Als Seeler vom Platz getragen wurde, wurde es still im Stadion. Auf seine Bitte ließ der Stadionsprecher seine Frau Ilka ausrufen, die ausnahmsweise mitgekommen war. Der geplante Wochenendausflug mit Messebesuch am Sonntag war geplatzt.
Die Folgen des Unglücks
Die Mannschaft verlor ohne Seeler prompt mit 1:2. Zwei Minuten nach dem Unglück fiel der Ausgleich durch Lothar Schämer, und ausgerechnet Lechner, der Seeler gefoult hatte, erzielte das Siegtor (63.). „Auch das noch“, seufzte Seeler, als er in den Katakomben das Ergebnis erfuhr. Die Nation war besorgt, der kicker machte eine Sonderseite unter der Überschrift „Schwarzer Samstag“. HSV-Trainer Georg Gawliczek klagte: „Mit ihm hätten wir kaum verloren.“
Am Sonntag telefonierte Seeler mit dem neuen Bundestrainer Helmut Schön, der seinen Kapitän für die WM-Qualifikation brauchte. Doch die Frage war: Würde Seeler je wieder spielen können? Viele Sportler hatten nach einer solchen Verletzung ihre Karriere beenden müssen. In seiner Biografie schrieb Seeler: „Zu genau weiß ich, was die Diagnose bedeutet: Es ist fraglich, ob ich überhaupt jemals wieder Fußball spielen kann! Dieser Gedanke ist so ungeheuerlich, dass ich ihn lieber gleich beiseite schiebe. Bloß nicht resignieren.“
Operation und Rehabilitation
Am Montag, dem 22. Februar 1965, wurde Seeler in Hamburg von Dr. Fischer operiert. Vier Stunden lag er in Vollnarkose auf dem Bauch, während seine Achillessehne geflickt wurde. Die Fangemeinde nahm großen Anteil. Zu Hause klingelte ständig das Telefon, und Frau Ilka musste immer wieder die Frage beantworten: „Ist die OP geglückt?“ Auch während der Operation. Als Seeler erwachte, sah er Blumen – Blumen – Blumen. Ganz Hamburg schien an ihn zu denken. Reporter kamen ins Krankenbett, und Seeler sprach in dutzende Mikrofone. Besondere Freude bereitete ihm eine Lübecker Marzipantorte mit essbaren Fußballschuhen.

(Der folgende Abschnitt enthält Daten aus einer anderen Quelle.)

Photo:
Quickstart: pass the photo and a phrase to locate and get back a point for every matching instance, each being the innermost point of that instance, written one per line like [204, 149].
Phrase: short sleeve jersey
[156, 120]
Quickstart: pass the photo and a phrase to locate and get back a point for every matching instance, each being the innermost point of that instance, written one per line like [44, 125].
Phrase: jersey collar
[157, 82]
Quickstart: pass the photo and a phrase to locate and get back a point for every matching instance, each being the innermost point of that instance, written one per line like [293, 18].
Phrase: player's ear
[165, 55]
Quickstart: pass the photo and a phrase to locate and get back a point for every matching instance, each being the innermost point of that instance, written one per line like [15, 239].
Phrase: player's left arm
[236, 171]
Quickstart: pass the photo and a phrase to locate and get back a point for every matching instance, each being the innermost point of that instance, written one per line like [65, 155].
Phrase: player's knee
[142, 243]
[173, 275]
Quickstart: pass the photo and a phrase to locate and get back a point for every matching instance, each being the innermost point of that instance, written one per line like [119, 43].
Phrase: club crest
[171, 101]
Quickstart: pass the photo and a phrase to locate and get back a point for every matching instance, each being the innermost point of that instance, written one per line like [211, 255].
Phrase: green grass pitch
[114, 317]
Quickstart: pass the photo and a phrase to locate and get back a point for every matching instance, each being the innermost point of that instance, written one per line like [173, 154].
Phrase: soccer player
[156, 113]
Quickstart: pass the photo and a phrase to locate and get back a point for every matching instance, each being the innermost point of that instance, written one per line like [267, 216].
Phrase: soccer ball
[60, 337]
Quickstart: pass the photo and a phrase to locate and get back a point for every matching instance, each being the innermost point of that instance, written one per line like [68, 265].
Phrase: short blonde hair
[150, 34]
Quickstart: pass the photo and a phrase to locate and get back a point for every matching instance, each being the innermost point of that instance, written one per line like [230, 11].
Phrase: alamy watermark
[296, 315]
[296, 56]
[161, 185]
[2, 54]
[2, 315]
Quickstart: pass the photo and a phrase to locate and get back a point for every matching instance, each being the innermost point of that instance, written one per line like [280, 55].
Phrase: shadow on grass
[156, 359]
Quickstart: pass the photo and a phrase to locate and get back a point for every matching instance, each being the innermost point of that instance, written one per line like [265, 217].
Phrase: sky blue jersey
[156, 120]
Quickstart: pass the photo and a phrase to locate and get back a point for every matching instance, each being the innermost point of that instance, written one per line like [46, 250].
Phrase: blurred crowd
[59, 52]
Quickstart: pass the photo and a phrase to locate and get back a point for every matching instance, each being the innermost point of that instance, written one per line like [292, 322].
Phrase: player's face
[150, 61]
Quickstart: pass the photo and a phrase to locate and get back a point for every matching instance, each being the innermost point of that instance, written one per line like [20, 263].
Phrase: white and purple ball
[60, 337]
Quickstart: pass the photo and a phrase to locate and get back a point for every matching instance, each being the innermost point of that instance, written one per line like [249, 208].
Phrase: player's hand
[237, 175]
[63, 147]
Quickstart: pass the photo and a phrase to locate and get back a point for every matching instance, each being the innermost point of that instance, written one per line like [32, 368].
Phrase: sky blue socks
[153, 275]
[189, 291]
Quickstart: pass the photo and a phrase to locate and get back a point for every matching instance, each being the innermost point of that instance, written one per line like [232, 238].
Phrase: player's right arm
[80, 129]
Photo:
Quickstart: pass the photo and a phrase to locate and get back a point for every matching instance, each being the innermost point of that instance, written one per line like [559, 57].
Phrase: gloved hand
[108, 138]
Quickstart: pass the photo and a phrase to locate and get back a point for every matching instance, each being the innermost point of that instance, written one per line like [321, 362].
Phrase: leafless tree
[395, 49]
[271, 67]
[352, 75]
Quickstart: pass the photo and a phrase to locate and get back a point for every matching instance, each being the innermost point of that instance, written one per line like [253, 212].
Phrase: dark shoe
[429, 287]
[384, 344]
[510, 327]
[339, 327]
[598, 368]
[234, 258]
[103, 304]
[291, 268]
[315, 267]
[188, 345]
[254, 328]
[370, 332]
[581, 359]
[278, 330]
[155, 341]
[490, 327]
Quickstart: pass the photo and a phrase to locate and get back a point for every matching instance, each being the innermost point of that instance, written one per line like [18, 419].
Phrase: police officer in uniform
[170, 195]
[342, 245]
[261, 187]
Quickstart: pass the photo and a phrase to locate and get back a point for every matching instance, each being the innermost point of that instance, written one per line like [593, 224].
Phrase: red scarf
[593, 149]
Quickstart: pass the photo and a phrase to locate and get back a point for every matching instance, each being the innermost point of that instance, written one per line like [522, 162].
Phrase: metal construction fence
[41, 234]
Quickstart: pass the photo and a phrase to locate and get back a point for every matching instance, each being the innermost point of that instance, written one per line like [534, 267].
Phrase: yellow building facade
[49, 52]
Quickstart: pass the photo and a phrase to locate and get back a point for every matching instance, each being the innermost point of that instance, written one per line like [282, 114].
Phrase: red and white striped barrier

Noch auf Krücken humpelte Seeler am 10. März 1965 aus dem Krankenhaus – direkt in die Reha. „Ich quälte mich nach der Achillessehnen-Operation wie ein Hund. Jeden Tag vier bis fünf Stunden Aufbautraining unter ärztlicher Betreuung. Die Folterkammer mit diesen kalten Gewichten und ächzenden Maschinen wurde mein ‚Lieblingssport‘. Oft war ich kurz vor dem Aufgeben.“
Das glückliche Ende
Doch Seeler gab nicht auf. Nach 164 Tagen stand er Anfang August wieder auf dem Fußballplatz. Am 26. September 1965 brauchte Deutschland einen Sieg in Stockholm, um das WM-Ticket zu lösen. Bundestrainer Schön setzte auf seinen Spielführer – ein riskanter Schritt in Zeiten, in denen Wechsel verboten waren. Der Plan ging auf: Deutschland siegte mit 2:1, und das Siegtor erzielte Seeler. „Das Tor war mein Dankeschön an Helmut Schön und dessen Mut, mich nach der Verletzung für solch ein wichtiges Spiel aufzustellen“, betonte er. Das Drama fand ein Happy End – auch der Fußball schreibt manchmal kitschige Geschichten.